1. The second step is to then draw these bridges on a 18”x 6” paper. If you were to be doing a Truss bridge then it would also be nice to be able to do different truss bridge configurations.
2. The third step is to purchase __ x__ cm bass wood to construct your bridges.
3. Then on comes the fourth step the drawing of the pictures you will need to cut out the wood in the exact same size so that it all fits in one same place like on the pictures. Another important detail is that it is also necessary to cut the pieces of wood at the angles needed.
4. After all of that is done comes the fifth step. What you will need to do is put those pieces of wood on a board with some push pins to hold them down in order to glue them down. When it comes to the glue it would be specific glue called wood glue. Wood glue it much more power full and in some instance it can even be much stronger then actual wood itself. After the wood has dried over night then it has fully hardened and it is then ready to test.
5. The next step is to then test these different bridges with small weights ranging from ½ to 5 pound incensements. These will now be known as the loads on the bridge. Basically see how much load a bridge can hold before collapsing. These loads will be in a weight range from around 0.5 to about 1.0 LBS. For the experiment I will then be putting the bridges on a table and then a bucket and then the loads will be added until the bridge fails.
6. After wards count the amount of loads that the bridge took and I will make a graph to record those results.
4. Data Analysis- To analyze the results I I will create a chart that outline the ‘TOW’ which represents the Times its own weight factor of efficiency. I will also create a chart to outline the amount of deflection created by the bridge during the experimentation and its weight increments. This chart will then allow for a better conclusion as to which bridge was the most weight bearing, efficient, and best overall bridge.
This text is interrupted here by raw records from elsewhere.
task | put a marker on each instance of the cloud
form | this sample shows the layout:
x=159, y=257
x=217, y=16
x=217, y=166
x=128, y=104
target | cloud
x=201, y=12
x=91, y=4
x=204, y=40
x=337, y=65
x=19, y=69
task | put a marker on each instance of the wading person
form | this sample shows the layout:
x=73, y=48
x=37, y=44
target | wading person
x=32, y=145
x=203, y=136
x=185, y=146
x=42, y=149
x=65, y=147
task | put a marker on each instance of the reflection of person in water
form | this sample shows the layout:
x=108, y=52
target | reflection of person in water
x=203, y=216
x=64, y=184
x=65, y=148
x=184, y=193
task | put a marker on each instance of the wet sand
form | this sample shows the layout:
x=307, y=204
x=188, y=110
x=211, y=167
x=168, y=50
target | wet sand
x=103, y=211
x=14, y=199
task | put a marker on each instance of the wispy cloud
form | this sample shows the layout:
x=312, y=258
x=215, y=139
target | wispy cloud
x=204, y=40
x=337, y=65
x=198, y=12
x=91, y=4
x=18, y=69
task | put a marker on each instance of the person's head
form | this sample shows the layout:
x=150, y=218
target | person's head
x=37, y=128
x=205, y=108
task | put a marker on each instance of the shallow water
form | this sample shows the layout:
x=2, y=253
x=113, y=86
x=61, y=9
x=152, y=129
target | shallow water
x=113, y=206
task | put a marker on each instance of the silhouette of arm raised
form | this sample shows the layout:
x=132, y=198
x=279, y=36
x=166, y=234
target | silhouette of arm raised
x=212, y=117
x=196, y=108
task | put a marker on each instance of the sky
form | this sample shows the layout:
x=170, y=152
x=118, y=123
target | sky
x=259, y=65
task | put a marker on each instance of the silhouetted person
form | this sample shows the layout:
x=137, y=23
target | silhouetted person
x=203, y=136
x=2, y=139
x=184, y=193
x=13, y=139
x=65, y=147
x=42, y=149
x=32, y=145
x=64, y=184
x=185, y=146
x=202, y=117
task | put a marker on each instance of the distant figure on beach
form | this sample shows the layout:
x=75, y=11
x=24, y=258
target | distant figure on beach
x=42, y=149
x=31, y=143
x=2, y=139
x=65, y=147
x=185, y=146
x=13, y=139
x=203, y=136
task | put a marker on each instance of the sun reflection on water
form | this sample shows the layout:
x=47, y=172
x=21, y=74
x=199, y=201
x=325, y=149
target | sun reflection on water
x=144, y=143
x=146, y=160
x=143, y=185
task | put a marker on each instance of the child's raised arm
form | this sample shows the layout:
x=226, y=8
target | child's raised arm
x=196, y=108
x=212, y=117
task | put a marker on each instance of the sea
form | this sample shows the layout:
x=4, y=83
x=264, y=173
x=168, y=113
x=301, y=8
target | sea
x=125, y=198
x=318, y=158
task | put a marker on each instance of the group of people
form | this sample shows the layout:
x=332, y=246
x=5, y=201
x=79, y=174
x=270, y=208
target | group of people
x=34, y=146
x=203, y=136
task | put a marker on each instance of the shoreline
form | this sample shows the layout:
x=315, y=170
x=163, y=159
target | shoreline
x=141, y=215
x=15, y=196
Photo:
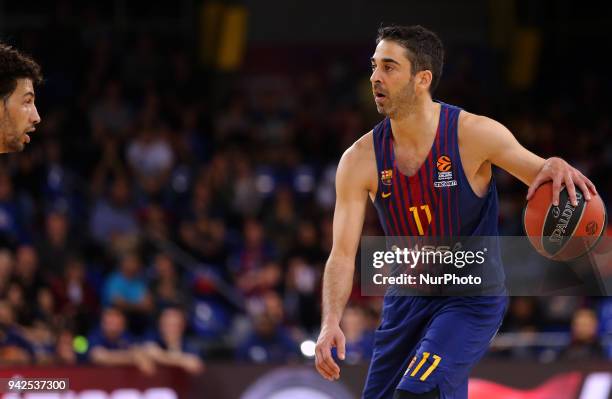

My Presentations' Terminology

Beam
A structural member, usually horizontal, with a main function to carry loads cross-ways to its longitudinal axis. These loads usually result in bending of the beam member. Examples of beams are simple, continuous, and cantilever.

Beam-Column
This is a structural member whose main function is to carry loads both parallel and transverse to the longitudinal axis.

Cantilever
Cantilever refers to the part of a member that extends freely over a beam, which is not supported at its end.

Collateral Load
Collateral load is additional dead loads (not the weight of people and not the weight of the building itself), such as plumbing, duct work, ceilings, and other components of the structure.

Column
A column is a main vertical member that carries axial loads from the main roof beams or girders to the foundation parallel to its longitudinal axis.

Continuity
Continuity is the term given to a structural system describing the transfer of loads and stresses from member to member as if there were no connections.

Damping
Damping is the rate of decay of amplitude for floor vibrations.

Dead Load
Dead load describes the loads from the weight of the permanent components of the structure.

Deflection
Deflection is the displacement of a structural member or system under a load.

Dynamic Load
This type of load varies over time.

Footing
A footing is a slab of concrete under a column, wall, or other structural to transfer the loads of the member into the surrounding soil.

Foundation
A foundation supports a building or structure.

Load
An outside force that affects the structure or its members.

Torsion Loads
A load that causes a member to twist about its longitudinal axis. A couple or moment in a plane perpendicular to the axis produces simple torsion.

Compression The force that makes the bridges' ends want to come together.

Tension The force that tries to separate the bridges' ends.